# Good value SPD-SL shoes under $100 (is there such a thing?)



## 1500SLR (Sep 30, 2018)

I'm not particularly interested in pay $200-$300 on shoes when I don't ride frequently enough to notice. I was looking at a pair of Fizik R5s with their BOA dial that are on special for $75 but I don't really know...


----------



## jetdog9 (Jul 12, 2007)

They may be worth a try but also you can find excellent clearance deals for shoes on eBay and Sierra Trading Post.


----------



## 1500SLR (Sep 30, 2018)

jetdog9 said:


> They may be worth a try but also you can find excellent clearance deals for shoes on eBay and Sierra Trading Post.


Yeah you can from time to time but you have to catch them... My shoes are getting beyond ragged and its time for a new pair pretty soon... I jut noticed a pair of R5s on special at my LBS and they look pretty decent, but you can never know with cheap shoes... Some of them look good and have crap ergonomics or they just fall apart.


----------



## Srode (Aug 19, 2012)

I've purchased several pair of $200-$350 shoes on sale for around $100 - just have to keep an eye out for deals at the online retailers.


----------



## Bremerradkurier (May 25, 2012)

Bike Nashbar, assuming they survive Performance's/ASE's implosion, usually has good deals on 2-3 season old shoes.


----------



## 1500SLR (Sep 30, 2018)

Bremerradkurier said:


> Bike Nashbar, assuming they survive Performance's/ASE's implosion, usually has good deals on 2-3 season old shoes.


Yeah they're the ones I normally look for.


----------



## jetdog9 (Jul 12, 2007)

That's a good point, though, if you are within striking distance of a Performance Bike retail store you should look there with their store closing clearance sales going on.


----------



## AlanE (Jan 22, 2002)

I like Shimano's road shoes. About $100 for my SH-RP500's


----------



## frdfandc (Nov 27, 2007)

I started off with Shimano shoes.

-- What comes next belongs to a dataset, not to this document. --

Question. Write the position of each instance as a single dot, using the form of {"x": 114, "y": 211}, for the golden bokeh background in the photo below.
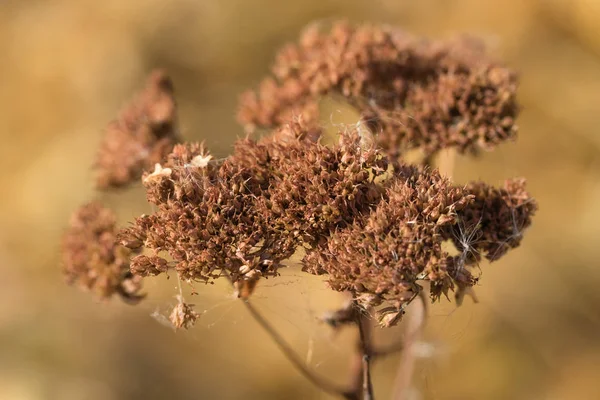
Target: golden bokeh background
{"x": 67, "y": 66}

But now use Specialized. Both fit very well IMO.


----------



## Finx (Oct 19, 2017)

The R5 was a premium shoe when it came out. If those are new old stock, try them on. If they fit well, go for it.


----------



## No Time Toulouse (Sep 7, 2016)

Lake always has some good deals, and a large selection, as well.


----------



## Lombard (May 8, 2014)

1500SLR said:


> Yeah you can from time to time but you have to catch them... My shoes are getting beyond ragged and its time for a new pair pretty soon... I jut noticed a pair of R5s on special at my LBS and they look pretty decent, but you can never know with cheap shoes... Some of them look good and have crap ergonomics or they just fall apart.


My question is do they fit you well and are they comfortable? That is what really matters.


----------